The Power of Words

When I graduated from Fairleigh Dickinson University in 2007, I was one of only a few Jews in that year’s matriculating class. The student speaker that day was not Jewish, but what she said was a credit to Jews everywhere. Growing up, she stated, she’d never met a Jewish person, yet she’d been raised to hate the people of that faith. When she finally left home to attend college, she met us few Jews on campus and discovered that we were nice people, and not at all like the perpetrated stereotype she had learned to detest as a child.

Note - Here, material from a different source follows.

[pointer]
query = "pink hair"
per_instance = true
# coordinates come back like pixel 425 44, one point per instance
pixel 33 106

We’d do right to ask ourselves, why do certain individuals persist in hating and vilifying people that they don’t even know, who pose no real threat to them? In answer, the well-known scholar Umberto Eco suggests that human beings need enemies. Through their jealousy and paranoia, they elevate their own ego, and solidify their identities. Whether it be towards Jews or any other minority group, their hatred gives them the illusion of strength as they tear others down. What they don’t realize is that by poisoning their lives with animosity they’re actually undermining their own humanity. These individuals lose sight of common decency and instead engage in bigotry, even if the minority they evangelize against have never offended them personally.

If only these misinformed zealots could replace their hatred with empathy, by imagining what it may be like to live as the victims they speak out against. Eradicating this blind hatred and replacing vitriol with love is an essential movement that we all should be a part of. For if we don’t advocate for optimism, altruism and respect towards humankind, the hatred they the Jews are withstanding currently could spread to other minority groups and overtake the entire world. We must combat the ugliness we see pervading both in the United States and countries abroad and encourage our fellow citizens to unite in positive acts of acceptance and lovingkindness. Let’s not allow the hate speech and acts that are currently trending to spread like a disease. Instead let’s be the proponents of love and tolerance and by extension the cure that heals our ailing world.

Each of us has a piece of godliness in us and the potential to act with purity and kindness. Leaning into those qualities would be transformative, not just to the individual accentuating these components in himself, but for the people he deigns to help. Every day, we hear of abhorrent acts being committed, but we also hear tales of heroism and allegiance. Let’s tip the scales in that direction with actions and words so powerful that discrimination is eradicated once and for all. Let’s not only change the conversation but the whole current of global feeling, so that the whole world may unite as one entity under the umbrella of tolerance and liberty. Who is ready to join me?